A former analyst who worked at MGM Mirage in Las Vegas was sentenced to 57 months in federal prison Monday in an elaborate player’s club scheme on the Strip.
Tony Ahn, 29, who lost his job amid the cheating scandal, pleaded guilty in May to spearheading the conspiracy. He acknowledged betraying the trust of his company, then known as MGM Mirage, to unlawfully win $863,895 from slot machines.
U.S. District Judge James Mahan ordered Ahn on Monday to pay the entire $863,895 in restitution and serve two years of supervised release after he gets out of prison.
“This is an American tragedy to see you here,” Mahan told Ahn. “You have so much potential. I hope you see this as a positive and turn your life around.”
Ahn apologized to the judge and promised never to get in trouble with the law again.
“I definitely made a big mistake,” he said. “There’s no excuse for what I did.”

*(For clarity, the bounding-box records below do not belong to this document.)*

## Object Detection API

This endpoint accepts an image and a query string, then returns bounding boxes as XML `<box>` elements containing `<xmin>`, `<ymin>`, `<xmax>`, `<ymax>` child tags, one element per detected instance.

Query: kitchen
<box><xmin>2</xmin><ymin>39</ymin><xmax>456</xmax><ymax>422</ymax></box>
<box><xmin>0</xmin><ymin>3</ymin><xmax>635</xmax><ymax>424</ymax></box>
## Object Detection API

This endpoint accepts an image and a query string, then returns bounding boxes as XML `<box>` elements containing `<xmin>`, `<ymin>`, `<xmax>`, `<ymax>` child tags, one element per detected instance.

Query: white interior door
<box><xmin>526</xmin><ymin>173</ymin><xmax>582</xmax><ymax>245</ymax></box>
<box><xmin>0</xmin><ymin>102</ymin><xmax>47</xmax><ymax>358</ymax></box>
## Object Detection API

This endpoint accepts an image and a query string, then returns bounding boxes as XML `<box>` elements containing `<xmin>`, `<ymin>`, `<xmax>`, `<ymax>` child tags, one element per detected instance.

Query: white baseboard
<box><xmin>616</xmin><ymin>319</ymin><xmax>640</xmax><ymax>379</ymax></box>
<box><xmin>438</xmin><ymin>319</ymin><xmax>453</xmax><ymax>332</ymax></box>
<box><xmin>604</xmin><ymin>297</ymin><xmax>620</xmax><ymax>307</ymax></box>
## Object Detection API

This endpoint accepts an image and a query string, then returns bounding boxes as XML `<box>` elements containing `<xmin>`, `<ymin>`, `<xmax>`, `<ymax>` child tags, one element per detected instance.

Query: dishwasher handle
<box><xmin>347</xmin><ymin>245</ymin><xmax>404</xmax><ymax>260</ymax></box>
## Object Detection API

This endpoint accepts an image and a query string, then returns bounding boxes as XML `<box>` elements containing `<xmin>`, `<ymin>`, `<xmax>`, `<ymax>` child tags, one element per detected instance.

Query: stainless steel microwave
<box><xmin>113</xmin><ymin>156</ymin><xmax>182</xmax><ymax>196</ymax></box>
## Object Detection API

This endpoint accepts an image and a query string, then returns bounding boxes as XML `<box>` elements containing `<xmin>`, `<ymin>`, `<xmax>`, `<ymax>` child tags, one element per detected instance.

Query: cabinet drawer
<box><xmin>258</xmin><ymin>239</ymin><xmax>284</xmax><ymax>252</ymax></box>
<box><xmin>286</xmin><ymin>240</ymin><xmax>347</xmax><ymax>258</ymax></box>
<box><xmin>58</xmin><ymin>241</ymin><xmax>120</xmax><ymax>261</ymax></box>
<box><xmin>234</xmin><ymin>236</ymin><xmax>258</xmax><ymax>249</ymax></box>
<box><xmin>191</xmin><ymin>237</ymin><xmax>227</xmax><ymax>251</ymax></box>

His lawyer, Thomas Pitaro, told Mahan that Ahn has “all the talent in the world” and hopes to make up for his wrongdoing when he gets out of prison.

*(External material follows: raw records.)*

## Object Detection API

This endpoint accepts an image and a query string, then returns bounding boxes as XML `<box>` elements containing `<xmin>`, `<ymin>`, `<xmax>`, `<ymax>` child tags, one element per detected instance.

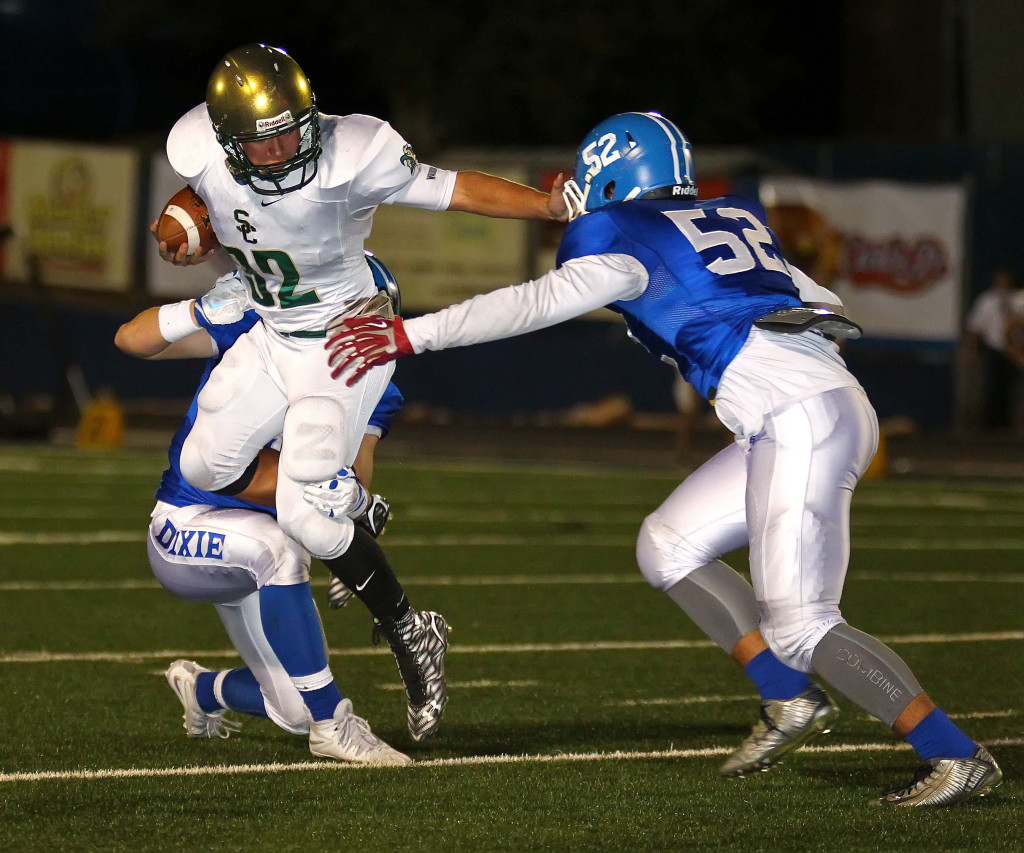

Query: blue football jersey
<box><xmin>157</xmin><ymin>311</ymin><xmax>404</xmax><ymax>515</ymax></box>
<box><xmin>558</xmin><ymin>196</ymin><xmax>801</xmax><ymax>399</ymax></box>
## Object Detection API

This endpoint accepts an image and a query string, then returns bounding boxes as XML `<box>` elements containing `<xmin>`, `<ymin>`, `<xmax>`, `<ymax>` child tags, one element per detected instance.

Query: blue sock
<box><xmin>743</xmin><ymin>648</ymin><xmax>811</xmax><ymax>699</ymax></box>
<box><xmin>906</xmin><ymin>708</ymin><xmax>978</xmax><ymax>761</ymax></box>
<box><xmin>196</xmin><ymin>669</ymin><xmax>266</xmax><ymax>717</ymax></box>
<box><xmin>196</xmin><ymin>672</ymin><xmax>224</xmax><ymax>714</ymax></box>
<box><xmin>259</xmin><ymin>581</ymin><xmax>341</xmax><ymax>720</ymax></box>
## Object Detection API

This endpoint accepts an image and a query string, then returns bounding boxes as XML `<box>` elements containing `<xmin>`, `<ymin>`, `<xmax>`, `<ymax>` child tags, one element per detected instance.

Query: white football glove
<box><xmin>302</xmin><ymin>468</ymin><xmax>370</xmax><ymax>519</ymax></box>
<box><xmin>196</xmin><ymin>270</ymin><xmax>249</xmax><ymax>326</ymax></box>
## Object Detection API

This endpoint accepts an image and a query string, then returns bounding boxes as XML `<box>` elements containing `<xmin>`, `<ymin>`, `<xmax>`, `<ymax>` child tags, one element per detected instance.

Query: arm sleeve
<box><xmin>384</xmin><ymin>163</ymin><xmax>458</xmax><ymax>210</ymax></box>
<box><xmin>167</xmin><ymin>103</ymin><xmax>223</xmax><ymax>189</ymax></box>
<box><xmin>404</xmin><ymin>255</ymin><xmax>647</xmax><ymax>352</ymax></box>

In arguing for the 57 months behind bars, Assistant U.S. Attorney Michael Chu said Ahn had used inside company knowledge to plan the lucrative scheme and recruit members to it.
Ahn used his company position to identify regular customers with unused free play points, then transferred the points to counterfeit players club cards and recruited people to play slot machines with the cards at the company’s casinos along the Strip, Chu previously alleged in court papers.
Free play points earned by thousands of MGM Mirage club members, many of whom lived outside Nevada, were stolen between July 2009 and July 2010, according to prosecutors.
The company under its new name, MGM Resorts International, owns 16 casinos in Nevada, including 10 on the Strip.
Four other indicted members of Ahn’s ring – Joseph Ramirez, David Evans, David Pecor and Ahn’s brother, Danny Ahn – have pleaded guilty and are waiting to be sentenced.
Alan Feldman, senior vice president of public affairs for MGM Resorts International, said at the time of Ahn’s plea that the company’s internal Fraud Control Group uncovered the scheme and reported it to Nevada gaming regulators and the FBI.
The scheme unraveled in March 2010 after state authorities arrested one of the unindicted members of the group for playing with counterfeit players club cards. Shortly after the arrest, Ahn and the group took measures to cover their tracks.
They buried a computer, card encoder, flash drive and blank player’s club cards used in the scheme in the desert, prosecutors alleged.
Months later, however, with the help of cooperating defendants, FBI agents dug up the items and impounded them as evidence.